Sei es die Vertreibung von Indigenen als Teil eines Staudammprojekts in Indien oder die Internierung von Flüchtlingen im Kosovo, die zwangsweise Impfung oder gar Sterilisierung im Rahmen gesundheits- oder bevölkerungspolitischer Maßnahmen oder die erzwungene Abschiebung von abgelehnten AsylbewerberInnen in der BRD: Gewalt ist ein häufig auftretendes, aber nur in vereinzelten Ausnahmefällen theoretisch erfasstes Phänomen in der Implementierung von Entwicklungsprojekten und Migrationspolitik.
Der Beitrag will (nach der Definition des Gewaltbegriffs und der Darstellung einiger Beispiele) die Diskurse der Entwicklungs- und Migrationspolitik skizzieren und dabei folgenden Fragen nachgehen: 1. Inwiefern ist die anzutreffende Gewalt in den Diskursen angelegt? 2. Wie ist das Verhältnis von epistemischer und physischer Gewalt? 3 Unter welchen Umständen sind Diskursverschiebungen in Richtung auf eine weniger gewalttätige Praxis möglich.
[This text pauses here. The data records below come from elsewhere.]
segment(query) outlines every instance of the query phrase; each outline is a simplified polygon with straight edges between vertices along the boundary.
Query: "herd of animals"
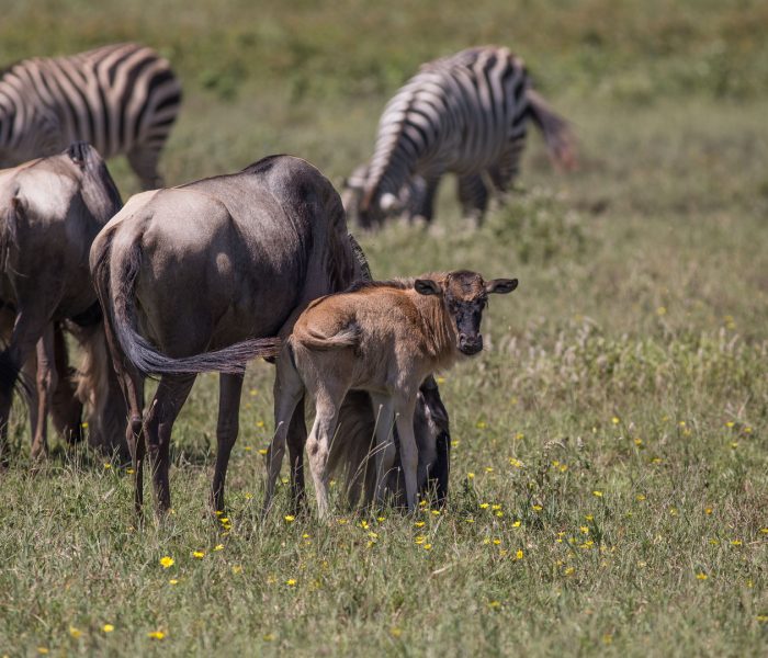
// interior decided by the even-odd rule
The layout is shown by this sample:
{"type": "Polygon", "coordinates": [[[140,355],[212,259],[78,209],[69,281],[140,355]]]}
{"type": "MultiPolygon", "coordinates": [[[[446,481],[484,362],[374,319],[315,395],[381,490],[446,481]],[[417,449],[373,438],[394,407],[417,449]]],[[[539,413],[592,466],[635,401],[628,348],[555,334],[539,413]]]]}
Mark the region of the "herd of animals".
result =
{"type": "Polygon", "coordinates": [[[392,497],[410,510],[429,490],[444,500],[450,433],[432,375],[483,349],[487,297],[517,280],[460,270],[373,281],[348,218],[430,222],[450,172],[479,223],[518,172],[529,122],[556,163],[574,163],[567,122],[508,49],[470,48],[423,65],[395,94],[340,197],[291,156],[162,188],[157,163],[180,106],[168,61],[137,44],[0,73],[0,460],[20,392],[34,460],[47,452],[48,416],[72,443],[87,424],[93,444],[131,456],[137,511],[145,462],[168,510],[173,422],[196,375],[218,372],[211,503],[222,510],[246,363],[263,358],[276,366],[264,510],[286,446],[293,504],[305,498],[306,450],[320,518],[335,472],[351,504],[392,497]],[[118,154],[147,190],[125,205],[104,163],[118,154]],[[77,371],[65,332],[83,354],[77,371]],[[147,376],[159,381],[145,408],[147,376]]]}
Dabei werden sowohl die Parallelen als auch die Unterschiede in der Struktur der beiden Diskurse sichtbar. Erstere sind feststellbar in der Konstruktion von mit unterschiedlichen Rechten ausgestatteten Subjekten sowie in der Durchsetzungsinstanz Staat, letztere beziehen sich v.a. auf die Begründungsmuster (Erreichung gesellschaftlicher Transformationen im allgemeinen Interesse auf der einen, Aufrechterhaltung sozialer Ordnung und Wohlstandssicherung auf der anderen Seite) und die primär angewandten Machtpraktiken (strategisch-produktiv/souverän-repressiv).




Nils Zurawski (Universtität Hamburg, Insttut für kriminologische Sozialforschung)
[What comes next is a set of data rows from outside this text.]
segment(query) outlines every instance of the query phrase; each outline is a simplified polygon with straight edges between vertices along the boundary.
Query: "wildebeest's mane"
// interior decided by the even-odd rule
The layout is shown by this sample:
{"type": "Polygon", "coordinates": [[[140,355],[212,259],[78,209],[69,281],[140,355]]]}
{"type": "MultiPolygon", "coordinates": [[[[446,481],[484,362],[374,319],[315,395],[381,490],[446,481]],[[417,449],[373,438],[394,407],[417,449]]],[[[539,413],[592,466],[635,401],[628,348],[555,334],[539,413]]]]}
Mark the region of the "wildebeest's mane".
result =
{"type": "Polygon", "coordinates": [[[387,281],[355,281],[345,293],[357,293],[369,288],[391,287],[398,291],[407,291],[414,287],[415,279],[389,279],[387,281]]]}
Gewalt als Notwendigkeit - Nordirland und Diskurse der Gewalt

Gewalt hat eine lange Geschichte in Nordirland. Seit über 30 Jahren schwelt in der Provinz ein Konflikt, der bis heute nicht wirklich gelöst worden ist. Auch wenn durch ein Friedensabkommen 1998 von allen Seiten ein Verzicht auf Gewalt vereinbart wurde, so kann nicht davon gesprochen werden, dass Gewalt nicht mehr das Leben in Nordirland bestimmt, oder gar ganz verschwunden ist. Im Gegenteil: Gewalt strukturiert nach wie vor das gesellschaftliche Leben, Denken und die Politik. Dass sich die Mittel dabei von tatsächlichen Gewalttaten auf mehr symbolische Gewalt verlagert hat, ist für die Diskurse der Gewalt nur von geringer Bedeutung. Denn letztlich sind diese es, woraus sich ein - eher unwahrscheinlicher aber möglicher - Ausbruch gründen würde.
Narrative oder Diskurse der Gewalt dienten während des langen Konfliktes als Begründung für den paramilitärischen Kampf auf Seiten der Katholiken und Protestanten. Darüberhinaus waren diese Diskurse Mittel der Kontrolle der jeweils eigenen Gemeinschaft, was sie bis heute geblieben sind. Besonders interessant daran ist, wie tatsächliche Gewalt und ihre nachgeschobenen Diskurse Identität konstruieren und erhalten. Die Deutungsmacht liegt dabei bei den Paramilitärs, die legitimiert von der Gemeinschaft über Gewalt dieser erst eine Identität "verleihen" bzw. diese immer wieder erneuern.
In einem Kreislauf der Gewalt nicht als solche erkennt und benennt, sondern als Verteidigung, Rache und Mittel zur Erhaltung von Identität und Autonomie gegen den Staat, lässt sich Frieden nur mühsam herstellen. Zumal dann, wenn Gewalt eine Notwendigkeit ist und kein Mittel zum Zweck im Kampf gegen Unterdrückung darstellt.
Diese Diskurse der Gewalt und ihre Funktion sollen in dem Vortrag vorgestellt und diskutiert werden.